Written by Isoken Aiwerioba, Director of Operations for World Relief Chicagoland
Suffer not the little children – a former colleague once told me how he had spent over 19 years in a refugee camp from when he was very young. He said though he spoke the language of his host country, he always felt like an outsider. Yet, he did not feel any kinship with where he originally came from because he left it when he was still but a child.
In the story of refugees, does anyone wonder how the children feel? What struggles they have with their identity as they straddle between where they came from and where they are, sometimes for many years. The stories told about refugee camps are often about a no man’s land with people struggling to create law and order in a place often abandoned and resented by the natives. As year turns into year, does the welcome from neighbors slowly grow cold? Do the smiles start to fade as promises seem further and further away. Can one continue to rejoice with the person who has gotten the call to leave the camp?
No one knows when that call will come, or when you will receive that letter that you have been approved and will be moving to your forever place.

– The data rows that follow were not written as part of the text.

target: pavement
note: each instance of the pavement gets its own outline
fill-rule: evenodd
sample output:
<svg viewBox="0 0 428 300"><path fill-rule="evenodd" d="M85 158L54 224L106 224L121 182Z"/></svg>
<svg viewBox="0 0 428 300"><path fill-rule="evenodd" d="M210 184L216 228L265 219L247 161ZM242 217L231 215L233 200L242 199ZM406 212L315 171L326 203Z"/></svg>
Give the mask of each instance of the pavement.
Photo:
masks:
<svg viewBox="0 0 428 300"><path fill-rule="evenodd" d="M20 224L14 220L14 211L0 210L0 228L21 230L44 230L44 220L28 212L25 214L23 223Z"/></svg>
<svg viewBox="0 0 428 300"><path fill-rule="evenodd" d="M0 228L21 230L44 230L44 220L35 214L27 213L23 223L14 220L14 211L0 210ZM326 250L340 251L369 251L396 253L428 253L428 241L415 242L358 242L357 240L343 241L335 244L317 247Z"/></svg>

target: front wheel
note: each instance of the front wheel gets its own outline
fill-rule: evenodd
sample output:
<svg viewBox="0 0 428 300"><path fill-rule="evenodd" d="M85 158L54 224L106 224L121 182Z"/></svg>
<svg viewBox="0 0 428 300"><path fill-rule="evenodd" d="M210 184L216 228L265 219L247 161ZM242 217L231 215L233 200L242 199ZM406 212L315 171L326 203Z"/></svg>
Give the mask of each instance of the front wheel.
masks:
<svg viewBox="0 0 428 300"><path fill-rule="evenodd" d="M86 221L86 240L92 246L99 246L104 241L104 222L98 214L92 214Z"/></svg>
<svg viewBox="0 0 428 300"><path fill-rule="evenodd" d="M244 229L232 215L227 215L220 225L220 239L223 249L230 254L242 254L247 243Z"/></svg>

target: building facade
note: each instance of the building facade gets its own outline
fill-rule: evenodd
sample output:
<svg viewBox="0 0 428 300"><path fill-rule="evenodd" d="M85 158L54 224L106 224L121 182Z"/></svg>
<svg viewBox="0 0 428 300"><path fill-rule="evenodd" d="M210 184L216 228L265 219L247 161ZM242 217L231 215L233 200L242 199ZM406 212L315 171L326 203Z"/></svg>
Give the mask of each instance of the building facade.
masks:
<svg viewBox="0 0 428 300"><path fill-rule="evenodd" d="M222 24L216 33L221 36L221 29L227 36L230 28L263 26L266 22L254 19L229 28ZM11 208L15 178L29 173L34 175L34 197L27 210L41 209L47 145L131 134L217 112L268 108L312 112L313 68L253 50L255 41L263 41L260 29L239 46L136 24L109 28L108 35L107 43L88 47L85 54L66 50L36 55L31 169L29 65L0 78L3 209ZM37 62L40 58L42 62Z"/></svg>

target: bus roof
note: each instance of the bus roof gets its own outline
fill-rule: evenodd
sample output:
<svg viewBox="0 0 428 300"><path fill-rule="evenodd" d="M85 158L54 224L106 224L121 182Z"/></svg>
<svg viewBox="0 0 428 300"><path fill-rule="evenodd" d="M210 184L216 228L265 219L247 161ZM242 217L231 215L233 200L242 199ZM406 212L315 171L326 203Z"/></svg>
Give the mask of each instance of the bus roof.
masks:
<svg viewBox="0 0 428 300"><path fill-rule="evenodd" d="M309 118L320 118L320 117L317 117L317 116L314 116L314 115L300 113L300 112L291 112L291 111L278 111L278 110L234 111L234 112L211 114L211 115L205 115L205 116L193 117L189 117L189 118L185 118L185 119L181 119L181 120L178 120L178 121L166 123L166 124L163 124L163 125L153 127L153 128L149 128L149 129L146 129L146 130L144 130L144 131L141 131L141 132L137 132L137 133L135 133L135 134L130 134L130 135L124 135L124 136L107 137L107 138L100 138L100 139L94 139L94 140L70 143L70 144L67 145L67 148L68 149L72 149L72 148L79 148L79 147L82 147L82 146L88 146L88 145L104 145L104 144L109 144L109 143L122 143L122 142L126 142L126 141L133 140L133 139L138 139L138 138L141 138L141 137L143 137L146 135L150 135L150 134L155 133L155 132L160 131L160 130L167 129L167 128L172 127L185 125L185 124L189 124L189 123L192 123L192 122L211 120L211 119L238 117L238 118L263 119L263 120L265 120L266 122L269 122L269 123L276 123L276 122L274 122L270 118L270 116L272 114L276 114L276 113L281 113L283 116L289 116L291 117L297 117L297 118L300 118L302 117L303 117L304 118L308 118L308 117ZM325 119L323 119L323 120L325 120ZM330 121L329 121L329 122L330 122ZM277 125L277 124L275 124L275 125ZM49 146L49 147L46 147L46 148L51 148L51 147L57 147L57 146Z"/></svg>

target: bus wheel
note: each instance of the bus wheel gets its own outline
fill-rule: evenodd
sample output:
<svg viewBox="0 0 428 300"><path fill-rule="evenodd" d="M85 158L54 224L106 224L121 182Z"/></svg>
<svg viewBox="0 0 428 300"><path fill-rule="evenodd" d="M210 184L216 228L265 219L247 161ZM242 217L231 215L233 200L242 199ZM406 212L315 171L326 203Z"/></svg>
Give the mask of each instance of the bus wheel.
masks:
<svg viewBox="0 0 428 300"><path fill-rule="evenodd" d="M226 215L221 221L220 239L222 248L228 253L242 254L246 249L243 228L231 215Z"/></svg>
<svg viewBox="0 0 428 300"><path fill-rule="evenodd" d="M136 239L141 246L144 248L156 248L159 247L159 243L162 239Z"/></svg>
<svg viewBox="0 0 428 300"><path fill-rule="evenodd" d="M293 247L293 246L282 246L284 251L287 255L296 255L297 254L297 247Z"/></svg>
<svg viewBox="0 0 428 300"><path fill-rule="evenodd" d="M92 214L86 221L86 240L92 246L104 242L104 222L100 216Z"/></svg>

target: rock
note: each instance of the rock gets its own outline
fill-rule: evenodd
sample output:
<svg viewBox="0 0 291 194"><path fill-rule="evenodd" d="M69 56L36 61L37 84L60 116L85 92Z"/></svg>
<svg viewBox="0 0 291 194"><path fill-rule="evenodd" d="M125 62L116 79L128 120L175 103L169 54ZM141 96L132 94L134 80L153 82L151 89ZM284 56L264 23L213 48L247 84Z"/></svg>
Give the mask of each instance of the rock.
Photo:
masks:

What does this do to the spirits of the little ones? In childhood, dreams are dreamt, and fairy tales are believed so strongly: Santa Claus, the tooth fairy, your dad as a superhero. This is before reality knocks most of that out. In a refugee camp, however, do the children even dare to dream? Is their innocence stolen from them? Do they have the right or even the freedom to hope? We pray that the children left in the camps would KNOW LIFE OUTSIDE THE CAMP.
When they finally make it here to the U.S., another identity crisis takes place. The longer they have been from their original home, the greater the struggle to answer the question, “Who am I?”
We continue to pray for them as we welcome them. We walk alongside them sometimes in total silence, ready to answer when curiosity finally overcomes the fear and words are spoken.
Welcome to the U.S; Welcome to World Relief; Welcome home.